A look at Japan’s attempt to call itself “cool”
It was May 2011 and Mizuki Takahashi, an art curator in the Japanese city of Mito, couldn’t believe the irony. A mere two months before, her country had been battered by the “triple disaster” of an earthquake, tsunami and nuclear meltdown. And yet here she was, reading a report from Japan’s Ministry of Economy, Trade and Industry promoting a vision for revitalizing the country under the brand “Cool Japan.” There was nothing “cool” about the reactors at the Fukushima Daiichi nuclear power plant, Takahashi noted.
The idea of “branding” Japan as “cool” preceded the calamities. A public-private group called the Cool Japan Advisory Council had been working on this latest proposal since 2010. And the concept of “Cool Japan” goes back at least to a 2002 article in Foreign Policy observing that, while Japan’s gross national product had dwindled through the ’90s, its “gross national cool” was on the rise, fueled by the international popularity of its cultural products such as manga (comics) and anime (animation).
Over the past decade, other countries have jumped on the brand wagon, adopting slogans such as “Incredible India” and “Drink Finland.” By marketing cultural exports, nations hope to tap a vast global market. And nation-branding can be a form of “soft power,” a way of gaining back-door influence in the international community.
Ian Condry, a cultural anthropologist at MIT, says something as seemingly frivolous as a Pokemon obsession can blossom into “a sympathetic response to Japanese people” as a whole.
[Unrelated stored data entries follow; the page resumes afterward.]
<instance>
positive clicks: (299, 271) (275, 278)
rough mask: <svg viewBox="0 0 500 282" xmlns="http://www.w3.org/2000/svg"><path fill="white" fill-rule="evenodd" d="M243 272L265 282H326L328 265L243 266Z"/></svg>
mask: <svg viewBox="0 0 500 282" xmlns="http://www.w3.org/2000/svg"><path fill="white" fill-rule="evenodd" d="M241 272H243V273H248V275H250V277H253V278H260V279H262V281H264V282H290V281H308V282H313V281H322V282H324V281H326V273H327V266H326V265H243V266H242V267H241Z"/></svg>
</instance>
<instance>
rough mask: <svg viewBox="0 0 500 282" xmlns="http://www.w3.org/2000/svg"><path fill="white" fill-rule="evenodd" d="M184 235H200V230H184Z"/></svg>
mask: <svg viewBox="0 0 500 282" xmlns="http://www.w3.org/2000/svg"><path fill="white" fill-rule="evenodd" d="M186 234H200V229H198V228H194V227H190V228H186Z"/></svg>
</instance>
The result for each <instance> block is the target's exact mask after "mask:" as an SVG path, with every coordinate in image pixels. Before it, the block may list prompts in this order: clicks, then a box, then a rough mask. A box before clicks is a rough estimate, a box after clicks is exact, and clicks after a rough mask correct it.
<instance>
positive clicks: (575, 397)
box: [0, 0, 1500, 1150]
He is skeptical, though, of official efforts to co-opt Japan’s coolness. “The forefront of Japanese popular culture tends to be edgy and off-color, so there is likely a limit to the kinds of things that Japan’s perennially conservative government is willing to support publicly,” he says.
To be sure, countries have always sought to influence how the rest of the world sees them. But “branding a nation as a product” is a relatively new approach, which is “very different from thinking about a nation as a community of citizens,” says Katja Valaskivi, a Finnish scholar of media studies and Japan’s nation-branding efforts. You begin to ask the wrong questions, she says: “How can we be more attractive?” instead of “How could we be more inclusive, more democratic, more hospitable?” In fact, Simon Anholt, a Britain-based independent policy adviser who publishes an annual assessment of nation brands, has found that, ultimately, countries are judged by their behavior, not their slogans.
Takahashi, the Mito curator, agrees. Her response to what she felt was her nation’s misguided and ill-timed branding effort was to commission an art installation critical of Japanese reliance on nuclear energy. Takahashi says she believes that 2011’s triple disaster still has lessons to teach the Japanese people—how to live in harmony with nature, how to wean the country from nuclear power and how to sustain a peaceful world. “If we practice these,” she says, “any branding will not be necessary.”